Many are talking about recession being over but with foreclosures and unemployment continuing unabated it is raising doubts. There are heart rending scenes all around. A grandmother and her two small wards had just carted eggs, milk, bottled water and other bare essentials when her credit card was refused after being swiped. It was a public humiliation but the general public was too engrossed in their own worries to react in proper manner. It is not unusual for a neighbour relaxing on the porch to see a stranger come to the adjacent house and paste a foreclosure notice.

The men doing this are specially designated to repossess not only cars but also houses that are homes. Contradicting these scenes are optimistic talks about how the recession turning back. Newsweek recently shouted, “The Recession is Over!” Barack Obama repeated these sentiments but ordinary Americans are skeptical. They cannot see or feel it. Maybe some who had suffered huge losses in stocks are beginning to feel good but the ordinary folks who have lost jobs and endured pay cuts continue to be a worried lot. People are continuing to lose their houses and jobs as they drown on debts. Millions are twiddling their toes without jobs right across the country.
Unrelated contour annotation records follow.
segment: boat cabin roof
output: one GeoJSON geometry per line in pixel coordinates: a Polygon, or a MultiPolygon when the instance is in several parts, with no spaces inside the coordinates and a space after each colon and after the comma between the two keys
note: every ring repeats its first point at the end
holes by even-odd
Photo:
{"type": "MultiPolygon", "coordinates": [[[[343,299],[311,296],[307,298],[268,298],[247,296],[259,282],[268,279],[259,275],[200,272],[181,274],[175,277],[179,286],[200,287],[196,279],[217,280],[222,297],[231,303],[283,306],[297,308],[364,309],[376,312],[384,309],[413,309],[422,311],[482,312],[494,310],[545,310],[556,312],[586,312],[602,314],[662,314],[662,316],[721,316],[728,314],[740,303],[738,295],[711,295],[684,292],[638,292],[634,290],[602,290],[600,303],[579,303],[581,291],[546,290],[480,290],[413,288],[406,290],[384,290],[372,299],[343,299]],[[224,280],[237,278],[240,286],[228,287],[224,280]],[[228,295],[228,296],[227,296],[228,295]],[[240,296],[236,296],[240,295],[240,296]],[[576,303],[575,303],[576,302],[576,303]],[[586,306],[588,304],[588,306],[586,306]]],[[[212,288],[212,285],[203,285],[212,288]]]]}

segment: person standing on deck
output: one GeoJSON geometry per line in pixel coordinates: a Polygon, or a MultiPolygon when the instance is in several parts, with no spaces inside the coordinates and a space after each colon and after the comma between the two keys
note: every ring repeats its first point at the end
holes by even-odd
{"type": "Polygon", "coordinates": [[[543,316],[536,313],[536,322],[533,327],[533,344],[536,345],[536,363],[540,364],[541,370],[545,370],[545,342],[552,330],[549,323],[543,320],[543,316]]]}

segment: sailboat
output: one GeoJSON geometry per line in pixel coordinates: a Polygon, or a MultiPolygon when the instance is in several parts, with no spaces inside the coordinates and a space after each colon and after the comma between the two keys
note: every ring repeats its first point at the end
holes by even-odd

California has been one of the worst hit pockets.

In August the unemployment rate in California spiked to 12.2%. It means 2.2% of Californians are sans jobs. It is scary! There seems to be nothing to help them get back to honest work. It has to be admitted that the speed of job losses have lessened and that is something to be happy about. In July California lost 12,300 jobs. This is much better than 70,000 jobs that vanished each month from January to July. But even then the numbers are uncomfortably high. Jobs have gone for friends and neighbours.

This makes them unable to pay for their mortgages and so on top of this they lose their home and hearth. Most of the mortgage loans have gone underwater with the worth of the house being less than the loan amount. Technically in such a situation the victim is qualified to avail of Homeowner Affordability Program. But the problem is that banks and lenders who took the help of bailout money are now not in their turn willing to help the common person weighed down with exotic mortgages that should never have been contracted in the first place.